At its current valuation following a sell-off resulting from “disappointing” second-quarter earnings, Level 3 is in a prime spot for investors looking to jump in.
“With speculative buyers likely now largely out of the stock, we believe the current valuation provides a compelling entry point into a recurring revenue, free cash flow generating telecom business,” wrote BTIG analyst Walter Piecyk in a research note. “As net debt falls over the next six-to-nine months, we expect the management team to either repurchase shares or make a strategic acquisition that can refresh margin expansion opportunities, thereby reigniting investor interest if the valuation alone is not compelling enough.”
As Level 3 potentially eyes up further acquisitions, the company has recently become an acquisition target itself. Last month, Level 3 was reportedly looking at “strategic options” and some analysts speculated that Comcast could be a potential suitor.

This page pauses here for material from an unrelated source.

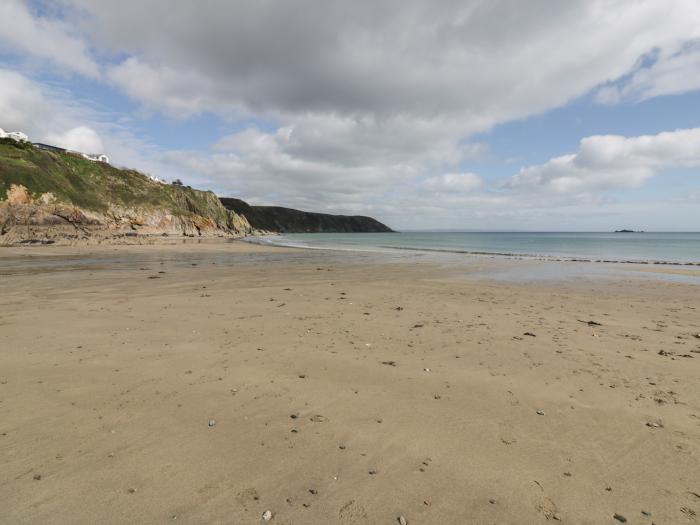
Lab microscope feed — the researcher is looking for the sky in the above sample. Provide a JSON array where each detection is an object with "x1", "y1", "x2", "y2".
[{"x1": 0, "y1": 0, "x2": 700, "y2": 231}]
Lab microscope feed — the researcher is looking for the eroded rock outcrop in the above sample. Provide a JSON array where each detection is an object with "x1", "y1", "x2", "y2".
[{"x1": 0, "y1": 185, "x2": 252, "y2": 246}]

As BTIG points out, the acquisition rumors caused Level 3’s stock to rally in the weeks leading up to its second-quarter report.
But since, analysts like Wells Fargo’s Jennifer Fritzsche have said that Level 3 in the near-term is more likely a buyer than a seller.
In its most recent quarter, Level 3 watched churn among its smaller enterprise customer base and wholesale customers eat into its revenues.
BTIG feels cable is making a much bigger impact on Level 3 than anticipated, luring away its low-end enterprise customers.
“We do not believe that the churn with low-end enterprise customers, which impacted the second quarter, is complete and are concerned that cable is having a greater competitive impact than many believe,” wrote Piecyk, noting that MSOs could continue investing in their networks as they look for other ways to grow market share.
BTIG is forecasting 1.5 percent sequential growth for Level 3’s CNS (core network services) enterprise business. In addition, the analyst firm predicts Level 3’s wholesale CNS business will continue to decline throughout 2016 and into 2017.
That said, BTIG still expects EBITDA margins will continue to expand in 2016 and 2017 as Level 3 realizes synergies from its TW Telecom and Global Crossing acquisitions.